Dunque, questo è un problema che si pone in tutti i paesi del mondo, ma naturalmente ciò che mi turba e ferisce di più è che questo avvenga in Italia.

Ora, a proposito della città di Orte, vorrei aggiungere una cosa: avendo io scelto come tema del mio argomento la forma della città vorrei precisare che la forma della città si manifesta, appare, si rivela se confrontata con un fondale naturale.

Per esempio, la forma della città di Orte appare in quanto tale perché sulla cima di questo colle bruno, divorato dall’autunno, con questa bruma azzurra davanti è contro il cielo grigio.

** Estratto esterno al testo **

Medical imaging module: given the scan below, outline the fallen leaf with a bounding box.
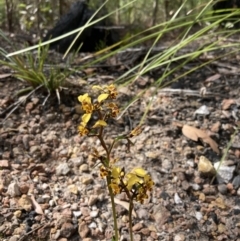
[222,99,236,110]
[31,195,44,215]
[114,198,137,218]
[182,125,219,154]
[211,121,221,133]
[198,156,216,175]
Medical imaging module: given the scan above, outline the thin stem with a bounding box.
[106,176,118,241]
[120,179,135,241]
[98,123,118,241]
[128,199,133,241]
[97,127,110,158]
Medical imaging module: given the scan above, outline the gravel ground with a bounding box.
[0,49,240,241]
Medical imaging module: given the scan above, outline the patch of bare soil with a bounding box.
[0,45,240,241]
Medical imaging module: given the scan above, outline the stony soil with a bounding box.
[0,42,240,241]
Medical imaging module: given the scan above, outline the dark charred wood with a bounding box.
[43,1,119,53]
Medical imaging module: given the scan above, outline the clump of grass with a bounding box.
[0,44,65,92]
[78,85,154,241]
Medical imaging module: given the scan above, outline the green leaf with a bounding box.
[98,93,109,103]
[82,113,92,124]
[92,120,107,128]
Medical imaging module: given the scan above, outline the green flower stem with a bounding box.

Ora, quelle case che ti ho citato prima, quelle case popolari che cosa vengono a turbare? Vengono a turbare soprattutto il rapporto tra la forma della città e la natura. Ora, il problema della forma della città e il problema della salvezza della natura che circonda la città sono un problema unico, ma sempre si pone il problema di rispettare il confine naturale tra la forma della città e la natura circostante.

Ora, il caso della città di Orte è un caso ancora bellissimo: eccolo, il panorama è ancora perfetto, a parte questo difetto, seppur doloroso, che ti ho detto.

Ma, mentre per Orte si può parlare soltanto di lieve danneggiamento, per quel che riguarda invece in generale la situazione dell’Italia, delle forme delle città nella nazione italiana, la situazione è invece decisamente irrimediabile e catastrofica.

Questa strada per cui camminiamo, con questo selciato sconnesso e antico, non è niente, non è quasi niente, è un’umile cosa, non si può nemmeno confrontare con certe opere d’arte d’autore, stupende, della tradizione italiana.

Eppure io penso che questa stradina, dal niente, così umile, sia da difendere con lo stesso accanimento, con la stessa buona volontà, con lo stesso rigore con cui si difende un’opera d’arte di un grande autore. Esattamente come di deve difendere il patrimonio della poesia popolare anonima come la poesia d’autore, la poesia di Petrarca, di Dante, eccetera eccetera.

E così, il punto dove porta questa strada, che è l’antica porta della città di Orte, anche questa non è quasi nulla, vedi? Sono mura semplici, dei bastioni, dal colore così grigio, che in realtà nessuno si batterebbe con rigore, con rabbia, per difendere questa cosa.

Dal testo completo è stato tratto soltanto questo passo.